Proteins were extracted at 4 °C in 25 mM Tris-HCl, pH 7.5, 0.5 mM EDTA, and denatured at 100 °C for 5 min after the addition of one volume of 2 × SDS buffer (v/v) to one volume of protein extract. Equal amounts of protein were loaded in each lane and separated by SDS-PAGE on 12.5% polyacrylamide gels. Electrophoresis was carried out at 80 V for the stacking gel and 120 V for the resolving gel. Denatured proteins were transferred to PVDF membrane using the Trans-Blot Turbo transfer system (Bio-Rad) at 30 V for 20 min. For the GS blotting, polyclonal antibodies were used to detect both the GS1 and GS2 isozymes.

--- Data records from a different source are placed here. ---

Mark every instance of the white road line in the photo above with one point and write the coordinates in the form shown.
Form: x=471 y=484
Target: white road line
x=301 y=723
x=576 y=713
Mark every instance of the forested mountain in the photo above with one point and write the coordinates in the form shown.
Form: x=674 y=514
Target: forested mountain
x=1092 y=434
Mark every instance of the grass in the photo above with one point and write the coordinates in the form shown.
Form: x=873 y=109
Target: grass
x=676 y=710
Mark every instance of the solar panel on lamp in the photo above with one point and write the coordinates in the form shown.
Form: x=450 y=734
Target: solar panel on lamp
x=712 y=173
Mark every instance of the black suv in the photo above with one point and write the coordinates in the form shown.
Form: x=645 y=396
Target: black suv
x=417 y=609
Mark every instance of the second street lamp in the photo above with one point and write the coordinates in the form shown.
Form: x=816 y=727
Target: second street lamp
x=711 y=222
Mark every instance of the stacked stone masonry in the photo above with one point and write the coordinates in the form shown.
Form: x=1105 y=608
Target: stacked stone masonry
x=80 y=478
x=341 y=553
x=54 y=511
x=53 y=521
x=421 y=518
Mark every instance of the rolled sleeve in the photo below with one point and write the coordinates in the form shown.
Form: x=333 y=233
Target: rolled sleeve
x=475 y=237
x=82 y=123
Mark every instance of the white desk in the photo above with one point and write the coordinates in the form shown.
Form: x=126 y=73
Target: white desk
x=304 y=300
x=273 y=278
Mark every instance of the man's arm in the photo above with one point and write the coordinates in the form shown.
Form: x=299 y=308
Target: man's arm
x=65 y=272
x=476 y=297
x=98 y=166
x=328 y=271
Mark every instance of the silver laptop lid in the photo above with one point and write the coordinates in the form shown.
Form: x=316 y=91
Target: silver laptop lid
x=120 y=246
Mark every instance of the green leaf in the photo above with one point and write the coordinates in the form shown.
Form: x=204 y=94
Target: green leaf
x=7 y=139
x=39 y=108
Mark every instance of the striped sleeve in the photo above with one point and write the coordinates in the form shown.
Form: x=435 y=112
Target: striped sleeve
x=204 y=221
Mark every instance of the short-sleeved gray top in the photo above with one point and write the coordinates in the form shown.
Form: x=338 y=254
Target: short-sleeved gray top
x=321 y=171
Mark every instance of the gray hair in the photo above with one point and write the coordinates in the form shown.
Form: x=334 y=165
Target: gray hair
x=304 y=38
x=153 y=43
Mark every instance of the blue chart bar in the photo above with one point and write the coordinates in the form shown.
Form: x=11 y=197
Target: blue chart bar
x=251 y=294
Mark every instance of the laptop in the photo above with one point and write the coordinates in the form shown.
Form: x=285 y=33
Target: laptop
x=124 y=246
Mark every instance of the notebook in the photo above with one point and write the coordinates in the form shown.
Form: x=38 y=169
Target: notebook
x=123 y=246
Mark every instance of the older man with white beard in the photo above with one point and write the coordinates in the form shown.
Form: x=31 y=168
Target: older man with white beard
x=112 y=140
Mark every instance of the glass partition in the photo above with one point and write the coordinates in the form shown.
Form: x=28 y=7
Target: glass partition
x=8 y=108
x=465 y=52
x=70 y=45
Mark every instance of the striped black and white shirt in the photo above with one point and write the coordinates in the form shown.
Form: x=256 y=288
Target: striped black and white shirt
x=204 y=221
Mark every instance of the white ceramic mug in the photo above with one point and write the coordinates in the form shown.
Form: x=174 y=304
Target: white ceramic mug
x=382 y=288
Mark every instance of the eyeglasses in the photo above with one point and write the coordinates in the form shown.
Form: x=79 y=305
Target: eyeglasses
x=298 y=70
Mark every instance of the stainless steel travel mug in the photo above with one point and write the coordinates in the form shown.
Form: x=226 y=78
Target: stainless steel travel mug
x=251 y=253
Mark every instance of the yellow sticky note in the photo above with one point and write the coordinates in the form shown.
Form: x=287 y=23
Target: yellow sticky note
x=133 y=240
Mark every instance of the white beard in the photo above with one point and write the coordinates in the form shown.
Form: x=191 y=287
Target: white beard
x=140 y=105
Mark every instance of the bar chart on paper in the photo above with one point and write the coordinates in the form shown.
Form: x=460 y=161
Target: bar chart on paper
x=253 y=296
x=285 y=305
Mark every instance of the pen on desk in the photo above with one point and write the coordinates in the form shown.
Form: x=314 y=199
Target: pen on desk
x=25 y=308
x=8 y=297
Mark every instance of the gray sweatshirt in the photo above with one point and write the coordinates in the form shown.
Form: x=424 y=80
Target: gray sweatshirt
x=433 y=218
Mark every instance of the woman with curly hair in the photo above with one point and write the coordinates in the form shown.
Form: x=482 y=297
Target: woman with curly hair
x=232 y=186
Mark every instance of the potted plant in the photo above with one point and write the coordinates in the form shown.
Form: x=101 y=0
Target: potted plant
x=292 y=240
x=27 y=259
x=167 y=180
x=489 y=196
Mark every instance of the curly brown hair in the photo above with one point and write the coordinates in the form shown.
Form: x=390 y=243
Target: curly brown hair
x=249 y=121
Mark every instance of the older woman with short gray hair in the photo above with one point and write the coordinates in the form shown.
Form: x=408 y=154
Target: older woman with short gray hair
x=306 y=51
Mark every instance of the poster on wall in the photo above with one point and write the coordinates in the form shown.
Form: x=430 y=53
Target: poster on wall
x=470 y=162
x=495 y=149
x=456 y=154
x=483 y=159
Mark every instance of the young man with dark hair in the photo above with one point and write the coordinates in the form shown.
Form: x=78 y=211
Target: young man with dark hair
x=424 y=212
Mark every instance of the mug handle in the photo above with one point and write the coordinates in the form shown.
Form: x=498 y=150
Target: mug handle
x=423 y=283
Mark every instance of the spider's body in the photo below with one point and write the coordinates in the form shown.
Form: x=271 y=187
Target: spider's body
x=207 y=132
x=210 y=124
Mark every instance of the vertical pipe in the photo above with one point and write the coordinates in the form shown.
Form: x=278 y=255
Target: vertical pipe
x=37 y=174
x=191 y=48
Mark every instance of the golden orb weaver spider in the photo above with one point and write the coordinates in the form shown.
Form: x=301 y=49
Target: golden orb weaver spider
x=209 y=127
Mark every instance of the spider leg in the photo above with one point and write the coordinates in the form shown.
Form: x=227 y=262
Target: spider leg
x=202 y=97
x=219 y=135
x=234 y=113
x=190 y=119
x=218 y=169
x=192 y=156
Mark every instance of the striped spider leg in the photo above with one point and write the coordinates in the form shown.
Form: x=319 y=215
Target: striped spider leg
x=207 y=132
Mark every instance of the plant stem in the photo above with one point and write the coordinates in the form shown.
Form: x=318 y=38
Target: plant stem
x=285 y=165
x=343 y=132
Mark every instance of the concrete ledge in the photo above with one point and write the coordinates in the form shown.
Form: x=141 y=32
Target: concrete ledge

Scanning Electron Microscopy (SEM) Observation and Analysis

The main stem at the base of the second internode of the two cultivars was examined at 7 d after flowering under low N. Stem segments (~2 mm) from the base were removed and placed in 4% glutaraldehyde fixative for 4 h, and washed three times for 10 min in 0.1 M phosphate buffer solution (pH 7.2). Samples were then fixed in osmium tetroxide for 2 h, and washed three times for 10 min in 0.1 M phosphate buffer. The sections were dehydrated sequentially in ethanol at concentrations of 50, 50, 70, and 100% for 10 min. Critical point drying with CO2 or freeze-drying was performed. Samples were kept in a desiccator until metallisation. An FEI Quanta 200 scanning electron microscope (FEI Company, Eindhoven, Netherlands) at 10e15 kV was used for the SEM observations and analysis.